La photographie de droite provient de La Comédie de notre temps
(1874-1876) de Bertall (1820-1882) et est légendée : « Habit du valseur. »
La photographie ci-dessous contient trois illustrations de Tableau de Paris d'Edmond Texier (1853) légendées : « Un avant-deux. » ; « L'Élysée Montmartre. » ; « Au Prado. »
Certaines figures de danse font sensation dans les bals, comme la pastourelle.

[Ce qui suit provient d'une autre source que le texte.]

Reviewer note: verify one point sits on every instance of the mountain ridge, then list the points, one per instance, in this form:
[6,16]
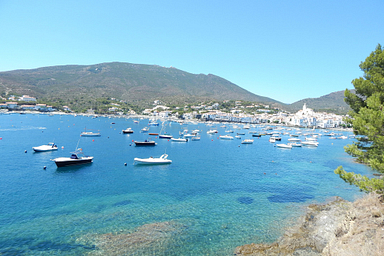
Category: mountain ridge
[135,83]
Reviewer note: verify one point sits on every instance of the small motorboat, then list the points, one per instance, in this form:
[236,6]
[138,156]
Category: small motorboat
[128,130]
[153,160]
[90,134]
[295,144]
[226,137]
[76,158]
[165,136]
[310,143]
[179,139]
[145,143]
[49,147]
[294,140]
[284,146]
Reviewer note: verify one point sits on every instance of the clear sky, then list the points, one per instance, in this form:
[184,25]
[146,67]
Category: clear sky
[286,50]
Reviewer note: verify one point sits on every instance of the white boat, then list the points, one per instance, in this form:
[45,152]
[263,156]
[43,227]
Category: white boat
[145,143]
[90,134]
[76,158]
[284,146]
[165,136]
[310,143]
[295,144]
[153,160]
[294,139]
[49,147]
[128,130]
[226,137]
[179,140]
[247,141]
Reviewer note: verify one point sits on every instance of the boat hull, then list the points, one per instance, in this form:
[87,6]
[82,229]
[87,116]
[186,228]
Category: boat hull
[151,162]
[44,148]
[145,143]
[65,161]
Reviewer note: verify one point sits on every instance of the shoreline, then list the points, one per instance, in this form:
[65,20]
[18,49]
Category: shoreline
[339,227]
[169,119]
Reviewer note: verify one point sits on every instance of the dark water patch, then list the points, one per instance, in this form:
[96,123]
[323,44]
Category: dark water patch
[245,200]
[98,208]
[290,198]
[122,203]
[48,246]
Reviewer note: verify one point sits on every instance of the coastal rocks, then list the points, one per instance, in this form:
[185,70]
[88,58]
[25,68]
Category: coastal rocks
[149,239]
[336,228]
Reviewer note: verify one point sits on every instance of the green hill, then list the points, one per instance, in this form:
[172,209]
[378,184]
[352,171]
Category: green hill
[333,102]
[134,83]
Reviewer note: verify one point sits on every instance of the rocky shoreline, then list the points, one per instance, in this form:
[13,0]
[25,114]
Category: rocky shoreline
[336,228]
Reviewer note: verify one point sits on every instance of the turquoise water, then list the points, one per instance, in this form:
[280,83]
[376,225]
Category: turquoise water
[216,194]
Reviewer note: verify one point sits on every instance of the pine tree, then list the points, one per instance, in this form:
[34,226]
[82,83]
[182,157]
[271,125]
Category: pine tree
[367,119]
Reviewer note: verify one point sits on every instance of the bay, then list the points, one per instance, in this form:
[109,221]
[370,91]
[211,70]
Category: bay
[216,194]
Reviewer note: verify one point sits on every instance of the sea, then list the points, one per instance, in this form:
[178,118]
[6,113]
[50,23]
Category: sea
[214,196]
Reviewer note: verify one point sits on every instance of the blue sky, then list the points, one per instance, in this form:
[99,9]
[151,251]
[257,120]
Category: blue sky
[285,50]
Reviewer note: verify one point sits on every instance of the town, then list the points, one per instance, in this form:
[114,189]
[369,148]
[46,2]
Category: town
[226,111]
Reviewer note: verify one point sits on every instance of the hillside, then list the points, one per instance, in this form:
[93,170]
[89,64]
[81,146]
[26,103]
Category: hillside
[133,83]
[333,102]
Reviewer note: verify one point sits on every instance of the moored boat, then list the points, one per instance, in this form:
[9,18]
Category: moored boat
[179,139]
[128,130]
[49,147]
[153,160]
[284,146]
[76,158]
[90,134]
[165,136]
[145,143]
[226,137]
[310,143]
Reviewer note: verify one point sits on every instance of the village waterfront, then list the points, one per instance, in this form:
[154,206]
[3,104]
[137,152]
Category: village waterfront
[216,195]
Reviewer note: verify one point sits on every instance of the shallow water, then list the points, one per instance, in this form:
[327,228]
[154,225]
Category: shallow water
[216,194]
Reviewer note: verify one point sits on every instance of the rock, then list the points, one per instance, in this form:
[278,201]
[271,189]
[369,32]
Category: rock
[336,228]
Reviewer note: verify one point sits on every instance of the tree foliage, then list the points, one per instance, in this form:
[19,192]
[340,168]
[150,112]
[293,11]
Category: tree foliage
[364,183]
[367,119]
[367,115]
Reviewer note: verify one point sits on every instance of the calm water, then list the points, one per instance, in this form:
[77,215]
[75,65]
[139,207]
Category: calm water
[216,194]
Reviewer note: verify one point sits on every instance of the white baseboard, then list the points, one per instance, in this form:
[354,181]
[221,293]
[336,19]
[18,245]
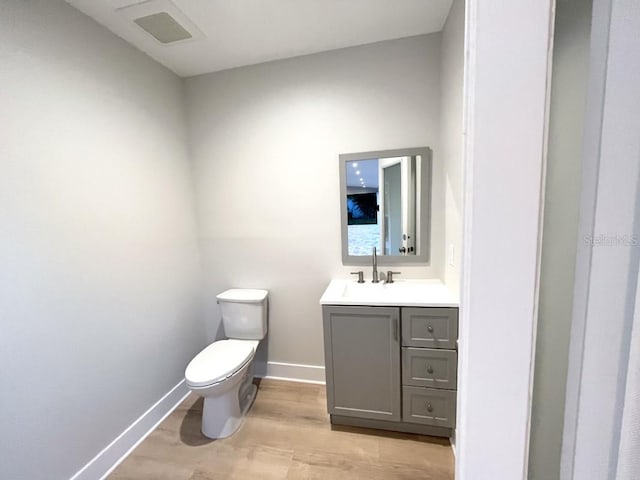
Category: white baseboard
[113,454]
[294,372]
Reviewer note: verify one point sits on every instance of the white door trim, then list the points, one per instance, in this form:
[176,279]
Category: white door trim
[507,48]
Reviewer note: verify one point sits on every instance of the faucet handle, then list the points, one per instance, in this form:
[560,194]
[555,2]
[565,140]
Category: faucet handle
[360,276]
[390,275]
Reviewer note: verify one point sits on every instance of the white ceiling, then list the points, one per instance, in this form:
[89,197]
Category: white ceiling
[246,32]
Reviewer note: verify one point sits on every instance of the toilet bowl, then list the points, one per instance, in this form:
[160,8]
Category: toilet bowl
[222,373]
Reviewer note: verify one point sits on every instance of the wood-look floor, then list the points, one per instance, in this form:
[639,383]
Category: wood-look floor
[286,435]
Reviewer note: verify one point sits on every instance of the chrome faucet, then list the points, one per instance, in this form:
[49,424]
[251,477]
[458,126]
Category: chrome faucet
[375,278]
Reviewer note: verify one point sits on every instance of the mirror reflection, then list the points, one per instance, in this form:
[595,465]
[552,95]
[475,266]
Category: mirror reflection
[382,203]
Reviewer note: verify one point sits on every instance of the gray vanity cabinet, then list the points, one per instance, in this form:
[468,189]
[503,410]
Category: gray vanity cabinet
[362,361]
[392,368]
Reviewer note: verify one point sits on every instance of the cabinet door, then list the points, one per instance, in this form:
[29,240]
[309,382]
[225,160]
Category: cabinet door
[362,361]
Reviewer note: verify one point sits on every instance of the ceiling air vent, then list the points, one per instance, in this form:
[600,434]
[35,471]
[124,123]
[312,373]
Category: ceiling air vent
[163,27]
[162,20]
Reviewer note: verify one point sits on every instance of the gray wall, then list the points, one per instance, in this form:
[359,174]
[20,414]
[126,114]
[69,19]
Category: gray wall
[560,234]
[98,258]
[452,83]
[265,141]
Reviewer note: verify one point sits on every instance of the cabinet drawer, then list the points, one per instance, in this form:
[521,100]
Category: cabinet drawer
[427,367]
[430,327]
[429,406]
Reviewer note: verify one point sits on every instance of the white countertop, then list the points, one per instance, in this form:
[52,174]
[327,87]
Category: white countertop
[408,293]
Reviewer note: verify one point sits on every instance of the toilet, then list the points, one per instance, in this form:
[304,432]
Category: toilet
[222,373]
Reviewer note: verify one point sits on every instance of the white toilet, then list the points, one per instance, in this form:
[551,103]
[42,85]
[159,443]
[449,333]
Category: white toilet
[222,373]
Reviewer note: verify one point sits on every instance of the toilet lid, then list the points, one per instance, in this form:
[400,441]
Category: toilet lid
[218,361]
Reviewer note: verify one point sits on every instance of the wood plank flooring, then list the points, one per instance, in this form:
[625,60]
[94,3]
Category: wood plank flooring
[286,435]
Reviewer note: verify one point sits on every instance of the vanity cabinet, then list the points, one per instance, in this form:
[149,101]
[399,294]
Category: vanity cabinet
[392,368]
[362,361]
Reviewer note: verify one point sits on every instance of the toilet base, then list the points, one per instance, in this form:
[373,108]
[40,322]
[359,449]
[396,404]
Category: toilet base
[222,415]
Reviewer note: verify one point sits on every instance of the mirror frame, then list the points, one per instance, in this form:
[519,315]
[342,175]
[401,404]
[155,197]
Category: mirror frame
[423,227]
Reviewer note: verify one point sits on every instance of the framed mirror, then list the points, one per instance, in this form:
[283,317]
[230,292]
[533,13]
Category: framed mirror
[385,202]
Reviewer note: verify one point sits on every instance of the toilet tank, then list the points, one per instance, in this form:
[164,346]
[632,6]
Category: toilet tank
[244,313]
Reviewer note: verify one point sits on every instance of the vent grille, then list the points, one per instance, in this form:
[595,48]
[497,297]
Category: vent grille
[163,27]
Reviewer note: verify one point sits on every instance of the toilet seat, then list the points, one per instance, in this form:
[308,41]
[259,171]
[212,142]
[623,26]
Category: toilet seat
[218,361]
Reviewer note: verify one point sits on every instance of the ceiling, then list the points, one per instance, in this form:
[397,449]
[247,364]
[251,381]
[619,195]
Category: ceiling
[234,33]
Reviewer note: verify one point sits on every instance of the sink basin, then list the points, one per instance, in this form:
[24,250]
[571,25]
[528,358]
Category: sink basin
[418,293]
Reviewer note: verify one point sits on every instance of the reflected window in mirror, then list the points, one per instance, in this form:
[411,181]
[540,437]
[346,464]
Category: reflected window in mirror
[385,203]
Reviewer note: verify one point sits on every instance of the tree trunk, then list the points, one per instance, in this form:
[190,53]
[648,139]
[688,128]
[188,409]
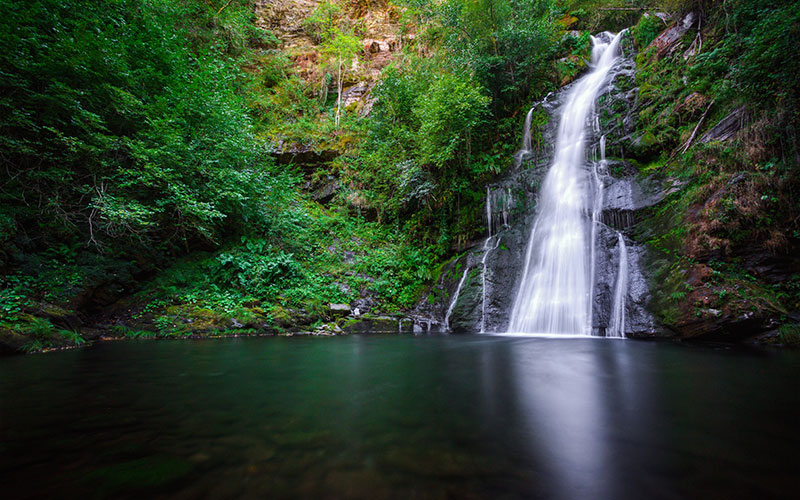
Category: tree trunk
[339,98]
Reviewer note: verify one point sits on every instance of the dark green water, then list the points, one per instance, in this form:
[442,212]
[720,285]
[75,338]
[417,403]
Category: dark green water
[400,417]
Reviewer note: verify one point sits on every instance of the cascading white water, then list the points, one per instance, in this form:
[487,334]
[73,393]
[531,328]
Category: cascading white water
[486,251]
[555,293]
[526,132]
[597,210]
[617,326]
[455,297]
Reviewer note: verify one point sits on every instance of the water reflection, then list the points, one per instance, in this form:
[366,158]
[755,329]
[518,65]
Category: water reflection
[399,417]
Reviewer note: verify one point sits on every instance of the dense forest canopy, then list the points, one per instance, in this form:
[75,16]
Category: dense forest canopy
[142,149]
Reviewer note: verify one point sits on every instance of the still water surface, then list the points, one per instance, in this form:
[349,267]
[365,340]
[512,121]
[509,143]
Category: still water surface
[471,416]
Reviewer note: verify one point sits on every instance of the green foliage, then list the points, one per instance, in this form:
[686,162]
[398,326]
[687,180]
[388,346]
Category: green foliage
[646,30]
[126,120]
[323,21]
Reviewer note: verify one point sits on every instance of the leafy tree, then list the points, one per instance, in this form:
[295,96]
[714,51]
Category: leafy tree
[340,48]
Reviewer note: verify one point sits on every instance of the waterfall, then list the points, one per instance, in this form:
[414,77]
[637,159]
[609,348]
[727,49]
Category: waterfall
[597,210]
[555,293]
[526,139]
[455,296]
[617,326]
[526,132]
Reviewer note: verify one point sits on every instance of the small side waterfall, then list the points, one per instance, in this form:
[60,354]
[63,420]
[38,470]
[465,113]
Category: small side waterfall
[555,295]
[617,326]
[526,132]
[597,211]
[526,139]
[455,297]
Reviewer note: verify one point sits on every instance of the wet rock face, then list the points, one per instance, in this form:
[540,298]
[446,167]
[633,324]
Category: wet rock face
[494,268]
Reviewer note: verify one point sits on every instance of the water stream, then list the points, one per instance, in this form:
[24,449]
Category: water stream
[617,326]
[555,295]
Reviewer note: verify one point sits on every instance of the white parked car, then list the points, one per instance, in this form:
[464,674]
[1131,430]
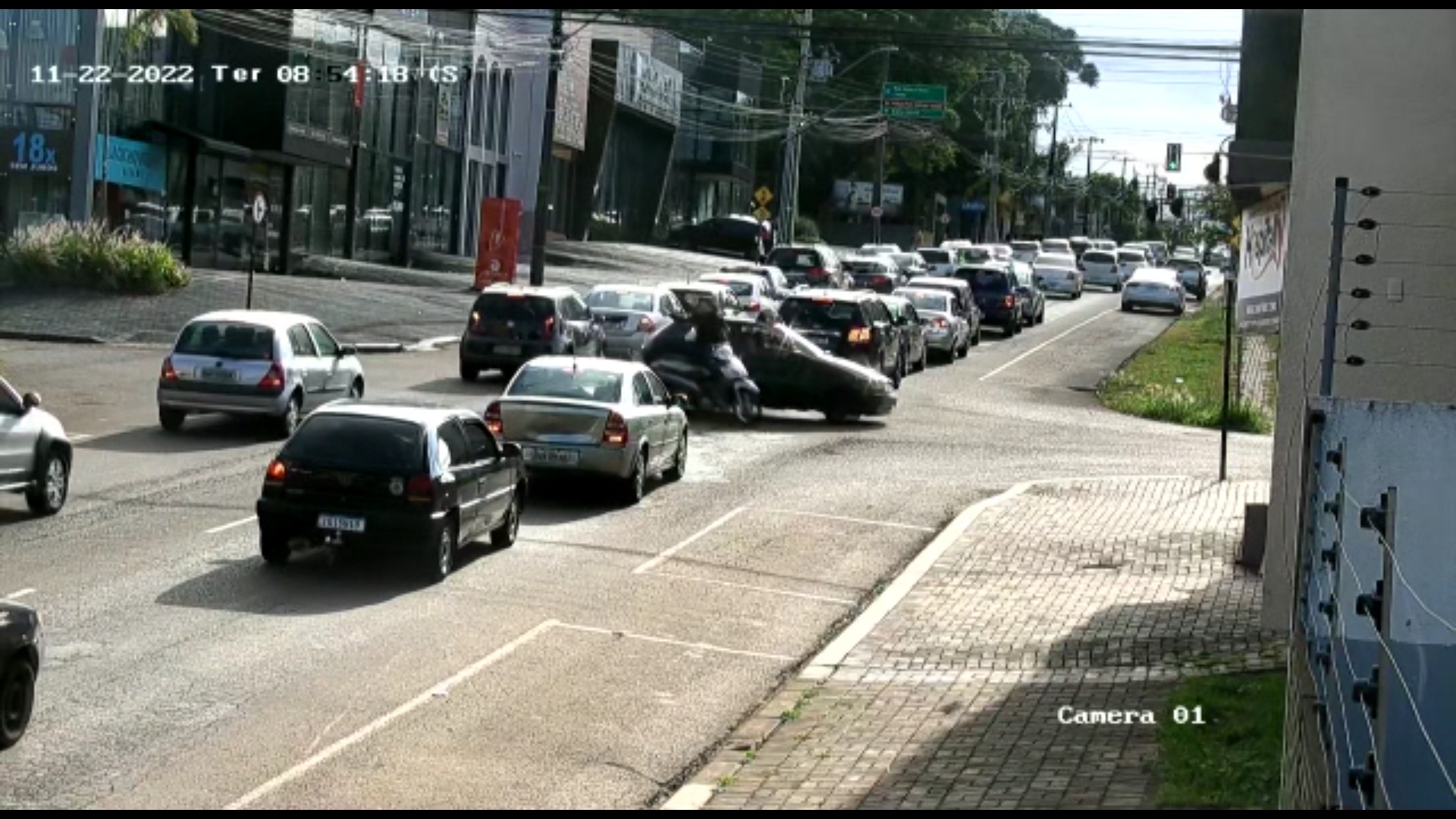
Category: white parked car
[1156,289]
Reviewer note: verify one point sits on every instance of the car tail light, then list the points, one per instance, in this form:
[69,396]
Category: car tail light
[492,419]
[274,381]
[421,488]
[617,431]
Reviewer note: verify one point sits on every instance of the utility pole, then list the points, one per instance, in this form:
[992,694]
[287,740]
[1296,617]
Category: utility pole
[544,187]
[1049,210]
[993,207]
[794,143]
[880,156]
[1087,188]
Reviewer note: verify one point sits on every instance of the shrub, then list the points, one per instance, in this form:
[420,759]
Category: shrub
[91,257]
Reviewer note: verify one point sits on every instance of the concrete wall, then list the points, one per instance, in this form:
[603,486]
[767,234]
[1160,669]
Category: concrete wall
[1375,107]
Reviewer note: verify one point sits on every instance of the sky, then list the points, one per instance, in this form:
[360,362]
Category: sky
[1141,105]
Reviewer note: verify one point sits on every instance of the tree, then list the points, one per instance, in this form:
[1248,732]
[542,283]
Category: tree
[982,55]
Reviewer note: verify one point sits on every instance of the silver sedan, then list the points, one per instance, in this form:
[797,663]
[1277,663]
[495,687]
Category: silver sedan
[593,417]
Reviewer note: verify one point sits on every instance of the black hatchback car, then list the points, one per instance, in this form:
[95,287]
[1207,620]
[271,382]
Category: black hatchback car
[392,477]
[849,324]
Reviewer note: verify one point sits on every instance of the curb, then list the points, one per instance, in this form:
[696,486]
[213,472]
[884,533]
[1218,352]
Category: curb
[49,337]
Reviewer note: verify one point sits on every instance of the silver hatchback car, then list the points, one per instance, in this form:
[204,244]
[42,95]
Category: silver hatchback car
[253,363]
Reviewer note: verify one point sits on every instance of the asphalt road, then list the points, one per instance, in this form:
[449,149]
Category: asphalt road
[587,668]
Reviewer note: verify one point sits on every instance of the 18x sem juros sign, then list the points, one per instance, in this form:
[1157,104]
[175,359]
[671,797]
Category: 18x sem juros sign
[1263,251]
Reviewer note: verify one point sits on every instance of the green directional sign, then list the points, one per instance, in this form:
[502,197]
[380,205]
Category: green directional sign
[902,101]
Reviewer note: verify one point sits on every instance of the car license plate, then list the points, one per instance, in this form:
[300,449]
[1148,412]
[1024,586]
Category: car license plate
[218,375]
[340,523]
[555,457]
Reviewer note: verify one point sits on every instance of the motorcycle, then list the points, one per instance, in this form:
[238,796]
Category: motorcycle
[720,384]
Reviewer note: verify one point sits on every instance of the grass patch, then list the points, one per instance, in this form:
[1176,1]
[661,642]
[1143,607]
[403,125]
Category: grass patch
[1232,763]
[1178,379]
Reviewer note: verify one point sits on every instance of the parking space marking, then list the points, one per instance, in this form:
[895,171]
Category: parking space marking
[1044,344]
[431,694]
[708,648]
[759,589]
[234,525]
[689,541]
[855,521]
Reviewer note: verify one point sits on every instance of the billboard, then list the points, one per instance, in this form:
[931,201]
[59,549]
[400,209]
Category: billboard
[1263,253]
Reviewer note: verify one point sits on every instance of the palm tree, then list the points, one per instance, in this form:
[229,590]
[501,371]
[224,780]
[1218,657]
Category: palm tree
[143,27]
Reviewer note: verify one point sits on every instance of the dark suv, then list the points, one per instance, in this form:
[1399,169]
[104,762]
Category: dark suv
[849,324]
[511,325]
[1003,299]
[816,265]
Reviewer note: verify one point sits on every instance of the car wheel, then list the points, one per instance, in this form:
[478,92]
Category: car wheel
[49,496]
[172,420]
[679,466]
[510,528]
[443,554]
[291,417]
[274,548]
[17,700]
[634,487]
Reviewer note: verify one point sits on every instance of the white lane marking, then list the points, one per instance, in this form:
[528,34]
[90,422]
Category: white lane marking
[428,695]
[759,589]
[691,798]
[833,654]
[674,643]
[234,525]
[1044,344]
[856,521]
[689,541]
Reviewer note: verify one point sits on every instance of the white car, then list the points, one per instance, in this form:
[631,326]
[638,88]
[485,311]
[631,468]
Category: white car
[1155,287]
[1057,273]
[1130,261]
[1100,268]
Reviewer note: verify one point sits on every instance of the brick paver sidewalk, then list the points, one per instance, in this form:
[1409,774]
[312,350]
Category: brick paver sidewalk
[1085,595]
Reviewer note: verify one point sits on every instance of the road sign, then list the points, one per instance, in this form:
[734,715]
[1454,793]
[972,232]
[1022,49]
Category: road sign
[900,101]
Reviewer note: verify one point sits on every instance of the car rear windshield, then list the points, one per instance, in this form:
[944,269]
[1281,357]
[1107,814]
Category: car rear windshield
[571,382]
[986,280]
[789,259]
[821,314]
[934,302]
[226,340]
[622,300]
[360,442]
[506,306]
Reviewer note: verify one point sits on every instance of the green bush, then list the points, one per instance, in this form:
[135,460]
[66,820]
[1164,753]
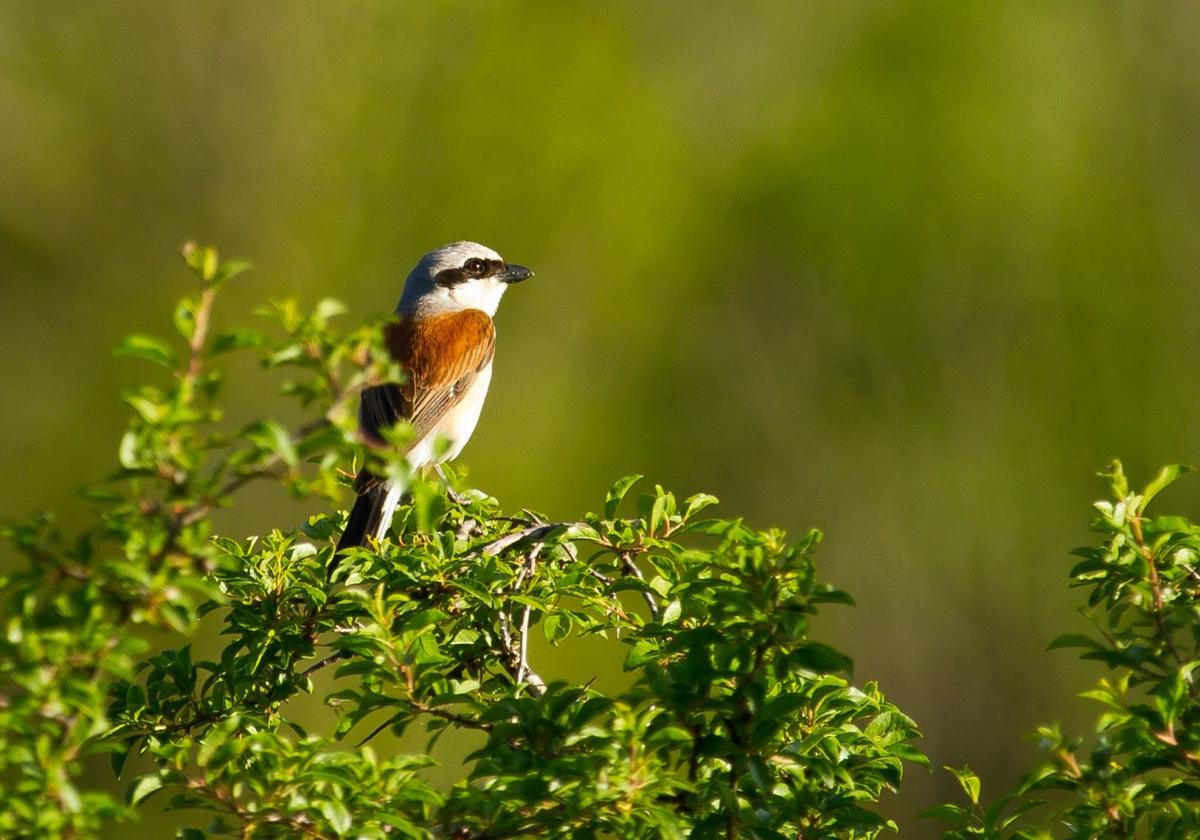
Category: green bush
[1140,775]
[731,720]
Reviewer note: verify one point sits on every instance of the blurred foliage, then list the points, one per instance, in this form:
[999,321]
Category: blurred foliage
[736,723]
[1140,775]
[910,270]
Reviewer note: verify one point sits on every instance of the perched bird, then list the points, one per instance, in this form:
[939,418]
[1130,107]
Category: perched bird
[444,341]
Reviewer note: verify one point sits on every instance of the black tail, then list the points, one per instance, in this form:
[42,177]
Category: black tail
[364,517]
[364,520]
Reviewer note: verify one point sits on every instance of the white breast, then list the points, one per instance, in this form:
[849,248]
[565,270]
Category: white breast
[456,426]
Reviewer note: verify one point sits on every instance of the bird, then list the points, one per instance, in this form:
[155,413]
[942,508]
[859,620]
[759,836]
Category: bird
[444,340]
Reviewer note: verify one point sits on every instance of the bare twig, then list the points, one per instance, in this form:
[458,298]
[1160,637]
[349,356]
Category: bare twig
[424,708]
[631,568]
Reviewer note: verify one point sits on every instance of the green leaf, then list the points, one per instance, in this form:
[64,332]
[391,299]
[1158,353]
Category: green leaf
[954,814]
[147,347]
[969,781]
[337,815]
[143,787]
[617,493]
[235,340]
[1167,475]
[1073,640]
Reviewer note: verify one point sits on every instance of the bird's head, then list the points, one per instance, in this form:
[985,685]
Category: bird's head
[459,276]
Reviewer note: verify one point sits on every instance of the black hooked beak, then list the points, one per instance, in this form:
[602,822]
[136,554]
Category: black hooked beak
[514,274]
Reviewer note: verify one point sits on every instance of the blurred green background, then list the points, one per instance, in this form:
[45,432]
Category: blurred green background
[907,271]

Voici ce qui est écrit à son sujet dans de La Comédie de notre temps : " c’est épatant, parole d’honneur [deux expressions à la mode alors ; la seconde depuis longtemps]. Il m’a
présenté à une petite blonde qui vous a un rude chien, je ne dis que cela. A la pastourelle, elle vous décroche le chapeau de son vis-à-vis d’un coup de pied lancé si adroitement que c’est une
merveille. Mais ce qu’elle fait et qui est vraiment surprenant, c’est le solo de pastourelle-chassepot. La jambe gauche est redressée vigoureusement, et le bras gauche, ramené en avant comme
celui d’une sentinelle au port d’armes, tient la jambe pressée contre le coeur, droite et ferme ; le petit pied se dresse au-dessus de la tête, et la petite bottine à haut talon brille aux yeux
ravis avec son gland coquet qui se balance frénétiquement. On applaudit, on fait cercle ; est-ce charmant ? je ne sais, mais c’est étonnant. " Après il est question du café " chéri " du narrateur
et encore de danse : " Nous avons un petit café bien gentil où nous allons, tous les soirs dépourvus de Bullier, jouer aux dominos, causer littérature, politique, et boire des bocks ou des sodas
avec ces dames. On rit tant dans ce caboulot chéri que la rate en est fatiguée. Nous avons été aussi à Mabille, aux Champs-Élysées ; mais là, suivant l’expression de Théophile, c’est de la haute.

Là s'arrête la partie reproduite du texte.